Games on morning shows work best if people in cars listening can play along (it’s why “Wheel of Fortune” is America’s most popular game). Ryno and Jackson, KYGO, Denver play “What Are They Talking About” where they bleep the topic from audio of a celebrity on TV. The listener has to guess what they’re talking about. It sounds naughty but isn’t, and you don’t have to have seen the TV show to play along.
One way to create entertainment is to marry opposites. Kim Kardashian is about to get married, let’s get advice for her from cute kids. Ta-dah! Here’s a break from Kyle and Rachel, Radio Now, Indianapolis, where opposites are married perfectly to make people laugh.
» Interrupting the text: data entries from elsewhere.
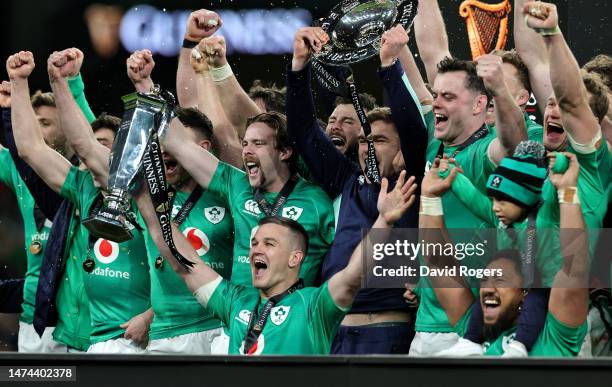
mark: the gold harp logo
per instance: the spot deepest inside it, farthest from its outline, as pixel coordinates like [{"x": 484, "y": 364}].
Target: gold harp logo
[{"x": 487, "y": 25}]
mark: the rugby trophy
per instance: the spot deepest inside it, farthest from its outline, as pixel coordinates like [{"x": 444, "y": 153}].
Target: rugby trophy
[
  {"x": 144, "y": 114},
  {"x": 355, "y": 28}
]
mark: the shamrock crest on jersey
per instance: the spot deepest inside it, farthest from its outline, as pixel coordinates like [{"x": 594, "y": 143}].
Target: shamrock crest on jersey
[
  {"x": 199, "y": 241},
  {"x": 292, "y": 212},
  {"x": 279, "y": 314},
  {"x": 252, "y": 208},
  {"x": 214, "y": 214},
  {"x": 106, "y": 251}
]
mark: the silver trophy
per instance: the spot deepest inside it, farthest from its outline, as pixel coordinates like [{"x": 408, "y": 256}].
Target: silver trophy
[
  {"x": 143, "y": 114},
  {"x": 355, "y": 28}
]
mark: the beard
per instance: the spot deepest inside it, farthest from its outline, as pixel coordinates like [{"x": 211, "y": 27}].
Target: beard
[{"x": 505, "y": 321}]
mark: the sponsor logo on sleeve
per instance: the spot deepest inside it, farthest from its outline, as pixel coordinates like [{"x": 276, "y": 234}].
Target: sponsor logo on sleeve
[{"x": 214, "y": 214}]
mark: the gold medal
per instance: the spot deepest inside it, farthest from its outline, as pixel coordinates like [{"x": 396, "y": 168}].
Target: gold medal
[{"x": 35, "y": 247}]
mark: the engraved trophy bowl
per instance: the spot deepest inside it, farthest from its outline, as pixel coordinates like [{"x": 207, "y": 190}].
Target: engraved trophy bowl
[
  {"x": 142, "y": 116},
  {"x": 355, "y": 28}
]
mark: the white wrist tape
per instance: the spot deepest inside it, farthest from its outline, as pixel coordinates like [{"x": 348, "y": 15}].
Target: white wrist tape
[
  {"x": 221, "y": 73},
  {"x": 587, "y": 148},
  {"x": 568, "y": 195},
  {"x": 431, "y": 206},
  {"x": 204, "y": 292}
]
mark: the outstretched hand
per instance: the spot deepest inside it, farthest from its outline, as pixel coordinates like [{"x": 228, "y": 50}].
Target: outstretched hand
[
  {"x": 392, "y": 205},
  {"x": 307, "y": 40},
  {"x": 440, "y": 177},
  {"x": 540, "y": 15}
]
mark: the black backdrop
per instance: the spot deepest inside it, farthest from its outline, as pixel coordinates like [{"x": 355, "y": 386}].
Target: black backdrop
[{"x": 45, "y": 26}]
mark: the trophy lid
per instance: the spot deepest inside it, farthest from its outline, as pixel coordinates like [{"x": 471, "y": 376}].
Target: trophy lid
[{"x": 355, "y": 28}]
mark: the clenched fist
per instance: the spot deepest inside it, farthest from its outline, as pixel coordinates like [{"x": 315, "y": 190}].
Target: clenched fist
[
  {"x": 391, "y": 44},
  {"x": 489, "y": 68},
  {"x": 139, "y": 67},
  {"x": 20, "y": 65},
  {"x": 306, "y": 41},
  {"x": 540, "y": 15},
  {"x": 202, "y": 24},
  {"x": 65, "y": 63}
]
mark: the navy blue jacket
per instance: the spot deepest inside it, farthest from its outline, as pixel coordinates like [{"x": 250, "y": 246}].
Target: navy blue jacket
[
  {"x": 11, "y": 295},
  {"x": 338, "y": 175},
  {"x": 53, "y": 207}
]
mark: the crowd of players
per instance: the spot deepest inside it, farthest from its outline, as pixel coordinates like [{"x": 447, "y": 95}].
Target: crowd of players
[{"x": 271, "y": 205}]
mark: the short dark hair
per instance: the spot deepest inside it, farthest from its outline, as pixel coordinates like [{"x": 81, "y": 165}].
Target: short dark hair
[
  {"x": 380, "y": 114},
  {"x": 599, "y": 94},
  {"x": 194, "y": 119},
  {"x": 42, "y": 99},
  {"x": 602, "y": 65},
  {"x": 473, "y": 81},
  {"x": 294, "y": 227},
  {"x": 513, "y": 58},
  {"x": 273, "y": 97},
  {"x": 106, "y": 121},
  {"x": 277, "y": 122},
  {"x": 368, "y": 101}
]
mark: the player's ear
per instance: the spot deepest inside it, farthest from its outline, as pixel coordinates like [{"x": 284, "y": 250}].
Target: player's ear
[{"x": 296, "y": 258}]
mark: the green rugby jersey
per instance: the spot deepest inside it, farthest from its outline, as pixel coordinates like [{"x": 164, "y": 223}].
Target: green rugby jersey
[
  {"x": 474, "y": 159},
  {"x": 555, "y": 340},
  {"x": 209, "y": 228},
  {"x": 303, "y": 323},
  {"x": 10, "y": 177},
  {"x": 118, "y": 288},
  {"x": 307, "y": 204}
]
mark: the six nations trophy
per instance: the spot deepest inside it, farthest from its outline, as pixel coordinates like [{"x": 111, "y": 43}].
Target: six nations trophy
[
  {"x": 355, "y": 29},
  {"x": 144, "y": 115}
]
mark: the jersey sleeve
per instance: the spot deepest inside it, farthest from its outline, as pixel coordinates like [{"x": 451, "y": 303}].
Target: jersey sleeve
[
  {"x": 559, "y": 339},
  {"x": 78, "y": 187},
  {"x": 473, "y": 199},
  {"x": 6, "y": 177},
  {"x": 226, "y": 178},
  {"x": 325, "y": 317},
  {"x": 77, "y": 89}
]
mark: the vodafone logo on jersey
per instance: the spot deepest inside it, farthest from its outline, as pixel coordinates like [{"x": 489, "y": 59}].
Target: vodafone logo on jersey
[
  {"x": 198, "y": 240},
  {"x": 106, "y": 251}
]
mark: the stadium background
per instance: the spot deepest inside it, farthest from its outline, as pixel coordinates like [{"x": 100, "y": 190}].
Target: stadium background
[{"x": 46, "y": 26}]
They say interviews in PPM don’t work, which is nonsense. Bad interviews don’t work but entertaining ones do. Dave and Veronica, WQYK, Tampa understand that when they do an interview, the person they’re talking to has an agenda – to sell something. Their agenda is to entertain the audience, which is what they do in this interview with Dave Heywood from Lady Antebellum.
Terrific radio is story-based. Tell yours, then ask the listeners to their theirs. Stories are relatable and have twists and turns and moments of unpredictability that draw listeners in. In this simple break of phones, Mojo in the Morning, Channel 95.5, Detroit asked listeners what they learned about a happy couple from a best man.
One of the smartest things a show can do is make stars of their family members. It’s rare that we get a new Pope. More rare when an anchor calls his mom to see how it’s playing at her local church. In this clip from John and Tammy, KSON, San Diego, John checks in with his mother to find out the scuttlebutt at her place of worship.
One way to bond with women is to talk about kids. An easy concept, right? Sean Henry, Lite Rock B103, Rockford, IL is the master. Sean’s son Declan just turned five. To celebrate, he played The Pyramid with his son. The category was things in fives. Way too cute. And women walk away loving Sean even more for being a great father.